CHAPTER V.
THE MEETING-PLACE OF WATERS.
At Tabora there had been a long halt, a delay forced upon the travellers by the conditions of climate, by the sickness and the idleness of their caravan; but this interval of rest had not been altogether disagreeable. The place was a place of fatness, a settlement in the midst of a fertile plan where the flocks and herds, the Arab population, the pastoral life suggested those familiar pictures in that first book of ancient history which the child takes into his newly awakened consciousness; and which the hard and battered wayfarer—believer or agnostic—loves and admires to the end of life. In just such a scene as this Rebecca might have given Isaac the fateful draught of water from the wayside well; upon just such a level pasture Joseph and his brethren might have tended their flocks and watched the stars. The visions of the young dreamer would have shown him this pale milky azure, over-arching the rich level where the sheaves bowed down to his sheaves; and in just such a reposeful atmosphere would he have laid himself down for the noontide siesta, and let his fancy slide into the dim labyrinth of dreamland.

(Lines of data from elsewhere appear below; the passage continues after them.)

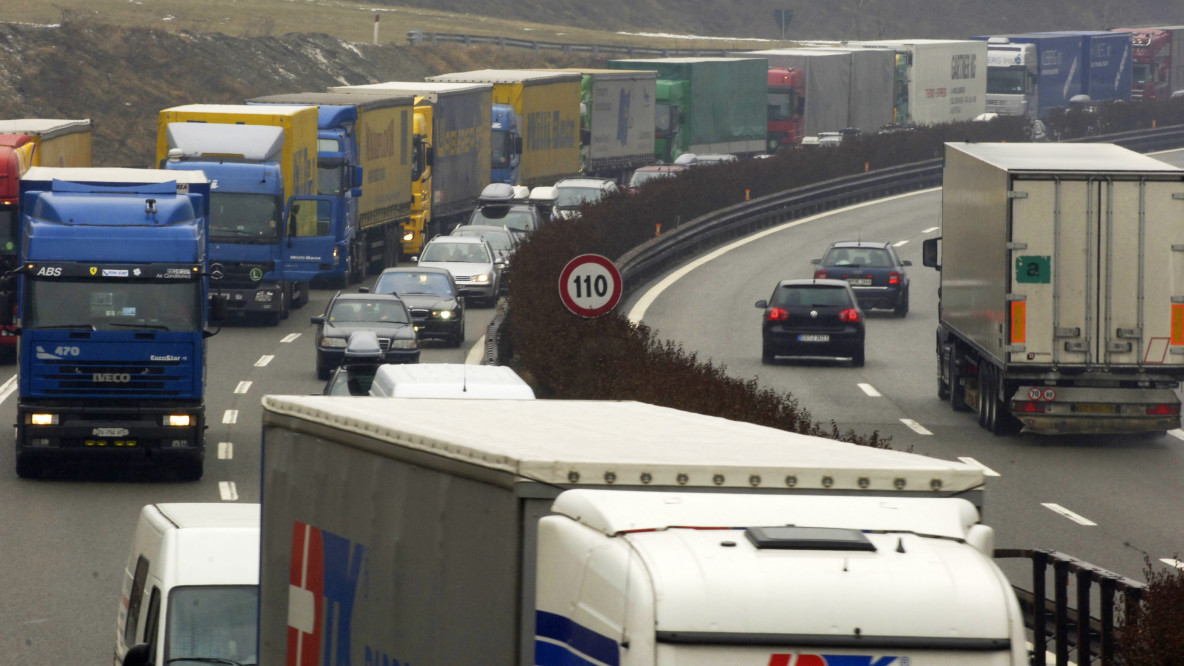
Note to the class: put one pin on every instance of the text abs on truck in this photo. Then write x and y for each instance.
(1062, 288)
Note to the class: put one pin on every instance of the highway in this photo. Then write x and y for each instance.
(1104, 499)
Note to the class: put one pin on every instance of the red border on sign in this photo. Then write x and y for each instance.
(570, 303)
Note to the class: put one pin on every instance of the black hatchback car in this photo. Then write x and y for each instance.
(812, 319)
(873, 270)
(386, 315)
(432, 296)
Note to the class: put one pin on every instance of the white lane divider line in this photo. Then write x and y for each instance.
(986, 471)
(1069, 514)
(7, 388)
(915, 427)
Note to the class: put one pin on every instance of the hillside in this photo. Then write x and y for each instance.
(122, 77)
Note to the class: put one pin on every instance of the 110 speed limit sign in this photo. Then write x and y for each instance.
(590, 286)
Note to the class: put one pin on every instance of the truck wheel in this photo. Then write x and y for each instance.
(957, 391)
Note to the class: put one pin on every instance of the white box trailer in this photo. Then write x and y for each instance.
(407, 529)
(1062, 287)
(946, 77)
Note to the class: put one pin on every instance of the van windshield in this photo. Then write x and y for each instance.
(211, 623)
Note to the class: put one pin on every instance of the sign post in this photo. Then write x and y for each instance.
(590, 286)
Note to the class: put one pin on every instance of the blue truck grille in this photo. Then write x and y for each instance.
(115, 378)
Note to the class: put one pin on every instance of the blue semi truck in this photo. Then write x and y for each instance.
(111, 296)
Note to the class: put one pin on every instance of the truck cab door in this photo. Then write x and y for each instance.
(313, 228)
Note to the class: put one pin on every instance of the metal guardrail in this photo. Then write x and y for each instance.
(416, 37)
(1070, 628)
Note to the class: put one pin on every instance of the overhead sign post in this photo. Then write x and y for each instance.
(590, 286)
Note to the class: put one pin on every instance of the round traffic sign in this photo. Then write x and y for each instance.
(590, 286)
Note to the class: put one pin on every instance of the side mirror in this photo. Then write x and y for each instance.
(140, 654)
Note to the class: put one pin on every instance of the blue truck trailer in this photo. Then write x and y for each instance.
(111, 296)
(1060, 71)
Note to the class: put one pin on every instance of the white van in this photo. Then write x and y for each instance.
(449, 380)
(191, 587)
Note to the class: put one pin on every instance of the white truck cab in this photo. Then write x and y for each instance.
(635, 577)
(191, 587)
(449, 380)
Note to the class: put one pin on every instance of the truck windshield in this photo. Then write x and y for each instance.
(1010, 81)
(210, 623)
(113, 305)
(238, 217)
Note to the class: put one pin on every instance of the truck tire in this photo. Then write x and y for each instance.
(957, 391)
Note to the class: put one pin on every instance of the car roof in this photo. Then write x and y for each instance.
(860, 244)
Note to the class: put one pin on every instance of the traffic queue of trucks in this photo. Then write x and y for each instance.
(612, 532)
(1060, 306)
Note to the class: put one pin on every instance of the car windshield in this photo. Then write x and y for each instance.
(356, 311)
(212, 623)
(462, 253)
(576, 197)
(863, 257)
(407, 282)
(500, 241)
(810, 295)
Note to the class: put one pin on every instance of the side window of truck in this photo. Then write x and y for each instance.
(137, 594)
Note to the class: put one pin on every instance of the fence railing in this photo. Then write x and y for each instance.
(416, 37)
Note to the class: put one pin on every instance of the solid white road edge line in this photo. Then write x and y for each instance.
(1069, 514)
(643, 303)
(986, 471)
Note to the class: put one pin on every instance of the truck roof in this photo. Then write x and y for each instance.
(870, 552)
(508, 76)
(46, 128)
(1063, 157)
(113, 174)
(630, 443)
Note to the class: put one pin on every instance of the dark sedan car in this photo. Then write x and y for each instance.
(436, 306)
(873, 270)
(811, 319)
(384, 314)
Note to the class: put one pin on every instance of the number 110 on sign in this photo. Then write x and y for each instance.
(590, 286)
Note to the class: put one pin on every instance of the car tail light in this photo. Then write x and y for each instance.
(849, 315)
(778, 314)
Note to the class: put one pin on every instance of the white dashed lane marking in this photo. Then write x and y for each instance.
(1069, 514)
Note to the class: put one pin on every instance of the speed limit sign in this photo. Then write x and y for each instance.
(590, 286)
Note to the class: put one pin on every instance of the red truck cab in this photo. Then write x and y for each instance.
(785, 107)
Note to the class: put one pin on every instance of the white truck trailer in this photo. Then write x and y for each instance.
(1062, 287)
(538, 532)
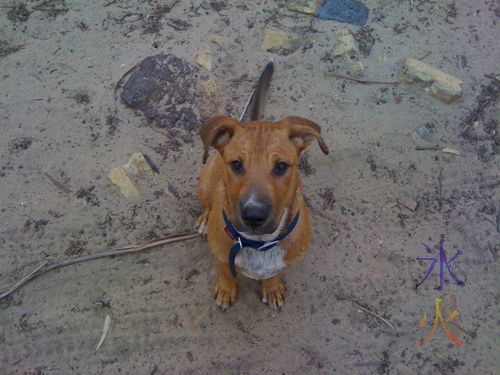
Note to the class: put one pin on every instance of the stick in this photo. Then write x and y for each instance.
(364, 82)
(105, 329)
(44, 268)
(428, 148)
(374, 314)
(440, 189)
(493, 77)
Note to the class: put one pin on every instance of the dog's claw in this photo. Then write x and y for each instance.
(201, 224)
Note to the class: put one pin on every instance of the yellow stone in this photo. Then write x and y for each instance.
(345, 43)
(138, 165)
(441, 85)
(275, 39)
(120, 179)
(204, 60)
(209, 88)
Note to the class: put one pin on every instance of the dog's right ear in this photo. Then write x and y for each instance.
(217, 132)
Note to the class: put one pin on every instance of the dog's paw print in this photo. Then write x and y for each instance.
(225, 292)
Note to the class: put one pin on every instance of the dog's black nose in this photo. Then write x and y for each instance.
(254, 216)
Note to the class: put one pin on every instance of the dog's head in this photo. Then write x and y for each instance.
(261, 175)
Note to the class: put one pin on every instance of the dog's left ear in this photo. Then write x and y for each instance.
(303, 131)
(217, 132)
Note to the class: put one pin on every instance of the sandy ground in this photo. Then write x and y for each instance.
(62, 134)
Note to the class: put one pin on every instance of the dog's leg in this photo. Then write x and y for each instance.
(272, 291)
(226, 287)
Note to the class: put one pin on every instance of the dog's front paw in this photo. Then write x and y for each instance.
(272, 292)
(201, 224)
(225, 292)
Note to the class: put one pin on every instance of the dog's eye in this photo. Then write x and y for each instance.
(280, 168)
(237, 166)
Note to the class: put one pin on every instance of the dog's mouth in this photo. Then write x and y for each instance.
(268, 232)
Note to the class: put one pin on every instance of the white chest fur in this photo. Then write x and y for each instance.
(259, 265)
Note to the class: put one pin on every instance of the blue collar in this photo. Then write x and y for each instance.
(242, 241)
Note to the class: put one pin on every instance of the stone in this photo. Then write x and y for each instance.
(440, 84)
(347, 48)
(204, 60)
(120, 179)
(139, 166)
(163, 88)
(303, 6)
(346, 44)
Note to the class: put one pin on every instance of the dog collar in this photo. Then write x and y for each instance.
(241, 241)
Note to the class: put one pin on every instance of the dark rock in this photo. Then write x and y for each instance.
(164, 89)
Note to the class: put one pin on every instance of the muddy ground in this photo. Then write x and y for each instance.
(65, 126)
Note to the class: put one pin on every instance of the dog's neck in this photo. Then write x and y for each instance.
(269, 236)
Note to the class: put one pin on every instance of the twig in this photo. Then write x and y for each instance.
(374, 314)
(59, 185)
(23, 281)
(44, 268)
(493, 77)
(363, 81)
(105, 330)
(424, 56)
(440, 189)
(428, 148)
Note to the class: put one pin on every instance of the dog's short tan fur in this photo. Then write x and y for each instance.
(258, 146)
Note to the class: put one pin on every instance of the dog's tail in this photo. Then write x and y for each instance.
(253, 108)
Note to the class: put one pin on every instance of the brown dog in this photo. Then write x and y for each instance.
(254, 180)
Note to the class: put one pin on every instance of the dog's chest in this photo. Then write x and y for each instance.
(259, 265)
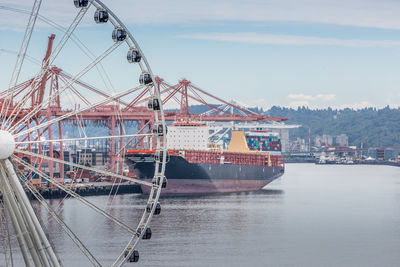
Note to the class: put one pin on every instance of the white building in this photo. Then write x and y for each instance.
(188, 136)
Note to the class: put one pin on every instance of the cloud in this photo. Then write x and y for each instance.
(319, 97)
(360, 13)
(296, 104)
(279, 39)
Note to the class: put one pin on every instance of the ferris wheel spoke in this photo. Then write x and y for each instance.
(75, 195)
(73, 113)
(106, 173)
(21, 55)
(71, 82)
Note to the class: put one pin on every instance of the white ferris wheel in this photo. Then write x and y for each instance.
(48, 117)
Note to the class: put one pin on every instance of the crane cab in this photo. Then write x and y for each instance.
(153, 104)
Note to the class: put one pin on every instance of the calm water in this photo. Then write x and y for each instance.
(313, 216)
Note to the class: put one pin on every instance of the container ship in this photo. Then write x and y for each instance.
(197, 166)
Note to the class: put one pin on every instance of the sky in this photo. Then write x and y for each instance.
(314, 53)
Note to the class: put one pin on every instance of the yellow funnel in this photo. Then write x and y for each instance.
(238, 142)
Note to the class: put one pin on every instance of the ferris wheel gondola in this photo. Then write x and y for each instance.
(34, 109)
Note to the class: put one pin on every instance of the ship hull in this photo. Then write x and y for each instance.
(185, 178)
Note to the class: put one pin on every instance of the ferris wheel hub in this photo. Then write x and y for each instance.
(7, 144)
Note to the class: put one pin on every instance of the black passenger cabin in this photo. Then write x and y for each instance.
(133, 56)
(145, 78)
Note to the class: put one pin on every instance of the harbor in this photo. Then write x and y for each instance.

At Tabora there had been overmuch time for thought, and the yearning for a far-away face must needs have been in the hearts of both those young Englishmen, whose bronzed features were sternly and steadily set with the resolute calm of men who do not mean to waste in despair and die for love of the fairest woman upon earth.
Often and often in the dusk, Allan heard his comrade's rich baritone rolling out that old song—
"Shall I, wasting in despair,
Die, because a woman's fair?
Or make pale my cheeks with care
Because another's rosy are?"
The voice thrilled him. What a gift is that music which gives a man power over his fellow-men? Geoffrey's fiddle talked to them nearly every night beside the camp-fire, talked to them sometimes at daybreak, when its owner had been sleepless; for that restless spirit had watched too many long blank hours in the course of his travels. It had been hard work to convey that fiddle-case across the rolling woods, through swamp and river, guarded from the crass stupidity of native porters—from the obstinacy of the African donkey—the curiosity of the inhabitants of the villages on the way. Geoffrey had carried it himself for the greater part of the journey; refusing to trust Arab or Negroid with so precious a burden. Riding or walking, he had managed to take care of his little Amati, the smallest but not the least valuable of all his fiddles.